About Steps to Configure ARN Usage with Autonomous Database

Before creating a credential using an ARN in Autonomous Database, in AWS, your account administrator must define a policy that allows you to access AWS resources, such as an S3 bucket. By default, ARN credential services are not enabled on Autonomous Database. The ADMIN user enables ARN credentials for the necessary user which allows them to create and use ARN credentials on the Autonomous Database instance.

In AWS, the role ARN is the identifier for the provided access and can be viewed on the AWS console. For added security, when the AWS administrator configures the role, policies, and trust relationship for the AWS account, they must also configure an "External ID" in the role's trust relationship.

Note:

Setting the External ID is required for security.

The External ID provides additional protection for assuming roles. You configure the External ID as one of the following: the Autonomous Database compartment OCID, database OCID, or tenancy OCID. On AWS, the role can only be assumed by trusted users that are identified by the External ID included in the request URL, where the supplied External ID in the request matches the External ID configured in the role's trust relationship.

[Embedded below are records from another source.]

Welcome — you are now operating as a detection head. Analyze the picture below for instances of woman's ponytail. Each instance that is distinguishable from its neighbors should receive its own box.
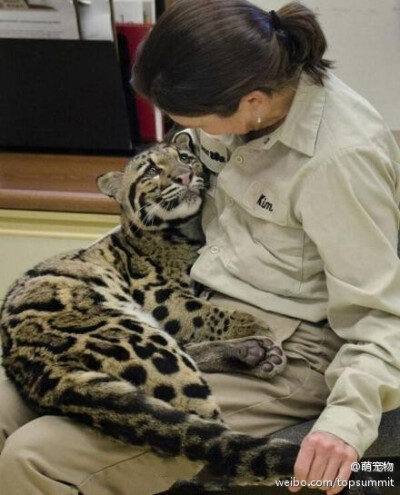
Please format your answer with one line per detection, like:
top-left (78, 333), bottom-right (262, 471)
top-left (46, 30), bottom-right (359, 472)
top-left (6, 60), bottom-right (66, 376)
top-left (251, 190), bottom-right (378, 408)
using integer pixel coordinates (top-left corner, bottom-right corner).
top-left (277, 2), bottom-right (333, 84)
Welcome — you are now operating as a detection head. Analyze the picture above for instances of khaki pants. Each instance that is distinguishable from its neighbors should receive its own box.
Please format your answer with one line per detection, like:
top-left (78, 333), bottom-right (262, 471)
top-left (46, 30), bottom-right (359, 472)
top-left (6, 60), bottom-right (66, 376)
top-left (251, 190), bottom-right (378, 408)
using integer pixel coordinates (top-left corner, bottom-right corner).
top-left (0, 296), bottom-right (342, 495)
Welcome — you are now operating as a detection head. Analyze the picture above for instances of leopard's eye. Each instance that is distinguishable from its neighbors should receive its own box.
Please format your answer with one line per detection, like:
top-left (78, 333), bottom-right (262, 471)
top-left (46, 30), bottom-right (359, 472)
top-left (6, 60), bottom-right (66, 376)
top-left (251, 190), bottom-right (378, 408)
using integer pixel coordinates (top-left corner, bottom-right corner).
top-left (145, 164), bottom-right (161, 177)
top-left (179, 154), bottom-right (190, 163)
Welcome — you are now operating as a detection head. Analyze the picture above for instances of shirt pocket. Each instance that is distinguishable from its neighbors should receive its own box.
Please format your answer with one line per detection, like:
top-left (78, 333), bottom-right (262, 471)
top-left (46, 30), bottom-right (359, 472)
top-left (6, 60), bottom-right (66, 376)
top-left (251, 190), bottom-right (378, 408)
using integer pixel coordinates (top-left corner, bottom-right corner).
top-left (236, 182), bottom-right (305, 296)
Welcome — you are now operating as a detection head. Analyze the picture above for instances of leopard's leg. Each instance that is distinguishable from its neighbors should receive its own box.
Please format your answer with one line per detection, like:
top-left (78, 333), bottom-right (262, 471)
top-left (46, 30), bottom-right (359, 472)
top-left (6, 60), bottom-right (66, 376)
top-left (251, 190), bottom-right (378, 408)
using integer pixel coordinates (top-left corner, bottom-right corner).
top-left (144, 286), bottom-right (282, 344)
top-left (185, 336), bottom-right (286, 379)
top-left (5, 352), bottom-right (298, 484)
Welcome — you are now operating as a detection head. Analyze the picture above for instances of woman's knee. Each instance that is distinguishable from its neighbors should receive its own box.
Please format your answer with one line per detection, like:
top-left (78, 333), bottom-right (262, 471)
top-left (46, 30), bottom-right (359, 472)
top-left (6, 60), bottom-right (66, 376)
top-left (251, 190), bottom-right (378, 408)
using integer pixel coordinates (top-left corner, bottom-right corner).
top-left (0, 379), bottom-right (37, 452)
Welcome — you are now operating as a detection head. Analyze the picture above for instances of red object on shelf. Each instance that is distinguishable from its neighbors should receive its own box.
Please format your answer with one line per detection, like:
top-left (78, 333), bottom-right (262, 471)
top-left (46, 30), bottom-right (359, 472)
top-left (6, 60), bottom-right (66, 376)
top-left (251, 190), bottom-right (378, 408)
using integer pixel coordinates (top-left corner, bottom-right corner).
top-left (115, 23), bottom-right (157, 141)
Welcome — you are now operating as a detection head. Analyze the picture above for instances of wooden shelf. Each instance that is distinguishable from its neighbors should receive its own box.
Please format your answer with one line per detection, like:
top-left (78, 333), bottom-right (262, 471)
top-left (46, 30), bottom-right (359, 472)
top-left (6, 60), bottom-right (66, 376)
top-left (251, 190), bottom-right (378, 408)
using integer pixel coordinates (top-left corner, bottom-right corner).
top-left (0, 152), bottom-right (129, 214)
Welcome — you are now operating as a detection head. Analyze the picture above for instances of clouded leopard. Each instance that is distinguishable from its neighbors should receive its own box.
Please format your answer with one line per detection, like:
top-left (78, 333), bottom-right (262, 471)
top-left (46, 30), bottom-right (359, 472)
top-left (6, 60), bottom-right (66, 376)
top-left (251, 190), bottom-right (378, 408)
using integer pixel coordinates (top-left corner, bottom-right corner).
top-left (1, 137), bottom-right (308, 483)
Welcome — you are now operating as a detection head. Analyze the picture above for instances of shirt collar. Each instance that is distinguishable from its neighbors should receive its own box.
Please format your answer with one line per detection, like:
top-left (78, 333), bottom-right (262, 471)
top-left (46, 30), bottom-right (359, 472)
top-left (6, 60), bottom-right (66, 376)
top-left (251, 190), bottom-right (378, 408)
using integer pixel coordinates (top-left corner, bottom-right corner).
top-left (277, 73), bottom-right (326, 157)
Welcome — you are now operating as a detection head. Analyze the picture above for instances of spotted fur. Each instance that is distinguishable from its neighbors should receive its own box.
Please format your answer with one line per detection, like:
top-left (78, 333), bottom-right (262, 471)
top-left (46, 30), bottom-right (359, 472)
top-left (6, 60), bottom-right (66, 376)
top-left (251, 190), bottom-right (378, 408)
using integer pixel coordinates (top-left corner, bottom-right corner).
top-left (1, 139), bottom-right (376, 492)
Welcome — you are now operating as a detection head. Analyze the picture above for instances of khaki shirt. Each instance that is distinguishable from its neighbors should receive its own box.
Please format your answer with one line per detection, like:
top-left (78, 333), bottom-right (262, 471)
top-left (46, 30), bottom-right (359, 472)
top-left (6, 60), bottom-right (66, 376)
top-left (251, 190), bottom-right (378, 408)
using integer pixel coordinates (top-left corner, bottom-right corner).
top-left (177, 74), bottom-right (400, 455)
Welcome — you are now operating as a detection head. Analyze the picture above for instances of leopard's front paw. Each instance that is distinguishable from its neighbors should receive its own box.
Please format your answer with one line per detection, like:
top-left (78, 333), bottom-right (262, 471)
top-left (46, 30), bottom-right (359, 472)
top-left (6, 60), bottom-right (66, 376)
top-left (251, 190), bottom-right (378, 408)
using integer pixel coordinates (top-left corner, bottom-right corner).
top-left (229, 336), bottom-right (286, 380)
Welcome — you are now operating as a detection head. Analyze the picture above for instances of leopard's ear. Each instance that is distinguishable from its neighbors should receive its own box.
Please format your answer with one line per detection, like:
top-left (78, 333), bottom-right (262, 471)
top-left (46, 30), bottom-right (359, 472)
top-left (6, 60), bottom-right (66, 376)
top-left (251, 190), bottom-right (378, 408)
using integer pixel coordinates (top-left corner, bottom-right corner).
top-left (172, 132), bottom-right (194, 153)
top-left (97, 172), bottom-right (124, 203)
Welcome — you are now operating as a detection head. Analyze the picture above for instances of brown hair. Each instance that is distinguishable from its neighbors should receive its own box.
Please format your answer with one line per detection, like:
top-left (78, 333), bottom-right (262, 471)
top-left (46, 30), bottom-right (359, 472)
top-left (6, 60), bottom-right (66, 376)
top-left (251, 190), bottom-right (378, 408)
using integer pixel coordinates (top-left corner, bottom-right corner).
top-left (132, 0), bottom-right (332, 116)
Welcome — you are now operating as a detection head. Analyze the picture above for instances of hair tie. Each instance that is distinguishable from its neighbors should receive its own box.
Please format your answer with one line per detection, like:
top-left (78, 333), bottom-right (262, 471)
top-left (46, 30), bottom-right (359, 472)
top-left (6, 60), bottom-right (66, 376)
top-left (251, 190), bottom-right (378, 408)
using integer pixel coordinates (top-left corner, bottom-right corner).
top-left (268, 10), bottom-right (283, 31)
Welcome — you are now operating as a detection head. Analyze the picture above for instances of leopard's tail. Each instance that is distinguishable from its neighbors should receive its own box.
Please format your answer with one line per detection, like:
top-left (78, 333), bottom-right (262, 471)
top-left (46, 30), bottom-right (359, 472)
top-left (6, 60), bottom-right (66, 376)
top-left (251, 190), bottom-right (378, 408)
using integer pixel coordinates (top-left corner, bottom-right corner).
top-left (7, 362), bottom-right (298, 484)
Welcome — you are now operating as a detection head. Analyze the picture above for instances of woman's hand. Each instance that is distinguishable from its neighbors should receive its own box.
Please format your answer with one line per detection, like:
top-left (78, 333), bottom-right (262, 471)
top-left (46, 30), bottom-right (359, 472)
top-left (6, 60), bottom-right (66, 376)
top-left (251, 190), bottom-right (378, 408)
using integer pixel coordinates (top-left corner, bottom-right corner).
top-left (289, 431), bottom-right (358, 495)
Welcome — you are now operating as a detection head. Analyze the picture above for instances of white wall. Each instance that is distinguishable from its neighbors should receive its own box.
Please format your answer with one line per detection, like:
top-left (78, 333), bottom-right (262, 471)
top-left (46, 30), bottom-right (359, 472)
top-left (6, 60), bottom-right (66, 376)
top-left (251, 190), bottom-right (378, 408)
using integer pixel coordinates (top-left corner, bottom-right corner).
top-left (252, 0), bottom-right (400, 130)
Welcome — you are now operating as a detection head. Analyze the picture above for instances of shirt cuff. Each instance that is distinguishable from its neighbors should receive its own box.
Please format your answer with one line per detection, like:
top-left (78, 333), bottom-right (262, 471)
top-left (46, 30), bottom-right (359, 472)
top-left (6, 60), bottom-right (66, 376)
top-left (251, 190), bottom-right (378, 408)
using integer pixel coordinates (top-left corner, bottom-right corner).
top-left (310, 405), bottom-right (379, 459)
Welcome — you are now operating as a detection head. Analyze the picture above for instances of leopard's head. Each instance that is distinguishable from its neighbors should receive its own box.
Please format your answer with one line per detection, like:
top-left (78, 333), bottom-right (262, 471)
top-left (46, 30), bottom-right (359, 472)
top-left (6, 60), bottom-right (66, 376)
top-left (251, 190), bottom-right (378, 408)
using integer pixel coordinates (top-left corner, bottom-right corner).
top-left (97, 134), bottom-right (206, 230)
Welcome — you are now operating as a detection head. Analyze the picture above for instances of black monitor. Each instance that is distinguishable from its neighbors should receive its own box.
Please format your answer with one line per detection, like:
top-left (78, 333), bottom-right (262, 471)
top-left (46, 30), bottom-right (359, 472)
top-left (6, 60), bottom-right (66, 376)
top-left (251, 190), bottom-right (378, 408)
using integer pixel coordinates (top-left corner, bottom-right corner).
top-left (0, 39), bottom-right (132, 154)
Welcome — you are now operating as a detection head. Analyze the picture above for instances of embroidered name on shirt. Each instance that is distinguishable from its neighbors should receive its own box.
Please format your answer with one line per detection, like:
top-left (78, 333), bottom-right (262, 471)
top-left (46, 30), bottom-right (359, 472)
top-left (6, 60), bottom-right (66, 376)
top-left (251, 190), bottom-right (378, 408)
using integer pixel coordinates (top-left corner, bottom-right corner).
top-left (201, 146), bottom-right (226, 163)
top-left (257, 194), bottom-right (274, 211)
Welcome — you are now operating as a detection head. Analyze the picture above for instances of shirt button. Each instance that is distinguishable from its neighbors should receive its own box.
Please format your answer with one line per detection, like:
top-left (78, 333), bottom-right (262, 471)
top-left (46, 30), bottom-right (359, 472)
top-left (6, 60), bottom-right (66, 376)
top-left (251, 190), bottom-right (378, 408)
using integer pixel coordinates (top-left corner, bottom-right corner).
top-left (235, 155), bottom-right (244, 164)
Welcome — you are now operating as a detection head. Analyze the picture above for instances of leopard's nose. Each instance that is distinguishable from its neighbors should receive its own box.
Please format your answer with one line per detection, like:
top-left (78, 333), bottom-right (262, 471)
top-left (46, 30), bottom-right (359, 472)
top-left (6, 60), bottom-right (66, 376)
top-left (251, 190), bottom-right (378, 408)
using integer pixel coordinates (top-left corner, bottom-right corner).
top-left (175, 171), bottom-right (193, 186)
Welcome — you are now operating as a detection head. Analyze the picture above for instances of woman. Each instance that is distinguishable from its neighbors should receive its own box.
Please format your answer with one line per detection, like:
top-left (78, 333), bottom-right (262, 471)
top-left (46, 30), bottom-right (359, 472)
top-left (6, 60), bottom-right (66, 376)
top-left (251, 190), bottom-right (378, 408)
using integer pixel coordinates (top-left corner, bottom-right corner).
top-left (133, 0), bottom-right (400, 494)
top-left (0, 0), bottom-right (400, 495)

The following figure outlines the configuration steps:

Description of adb_arn_config_steps.png follows
Description of the illustration adb_arn_config_steps.png

For details on the steps to configure Autonomous Database to access AWS resources, see the following:

  • Prerequisite steps on Autonomous Database: On Autonomous Database you must enable the ADMIN user or another user to use credentials with ARN parameters to access AWS resources.

    See Perform Autonomous Database Prerequisites to Use Amazon ARNs for more information.

  • Prerequisite steps in the AWS Account: In your AWS account, from the AWS Management Console or using the CLI, create the roles and policies for the ARN that you use with Autonomous Database, and update the trust relationship for the role. The Oracle user ARN is configured when the trust relationship for the role is updated.

    See Perform AWS Management Prerequisites to Use Amazon Resource Names (ARNs) for more information.

About Steps to Use ARNs with DBMS_CLOUD

Each AWS resource has its own identity, and the resource authenticates with the Autonomous Database instance using a DBMS_CLOUD credential that you create with parameters that identify the ARN. Autonomous Database creates and secures the principal credentials you use to access AWS resources.

To create a credential with ARN parameters to access AWS resources:

  • Create credentials with DBMS_CLOUD.CREATE_CREDENTIAL and supply the parameters that identify an AWS role. Using the credential object, Autonomous Database can access AWS resources as specified in the policies defined for the role in the AWS account.

  • Use the credential object you created in the previous step with a DBMS_CLOUD procedure or function that takes a credential parameter, such as DBMS_CLOUD.COPY_DATA or DBMS_CLOUD.LIST_OBJECTS.

See Create Credentials with ARN Parameters to Access AWS Resources for details on these steps.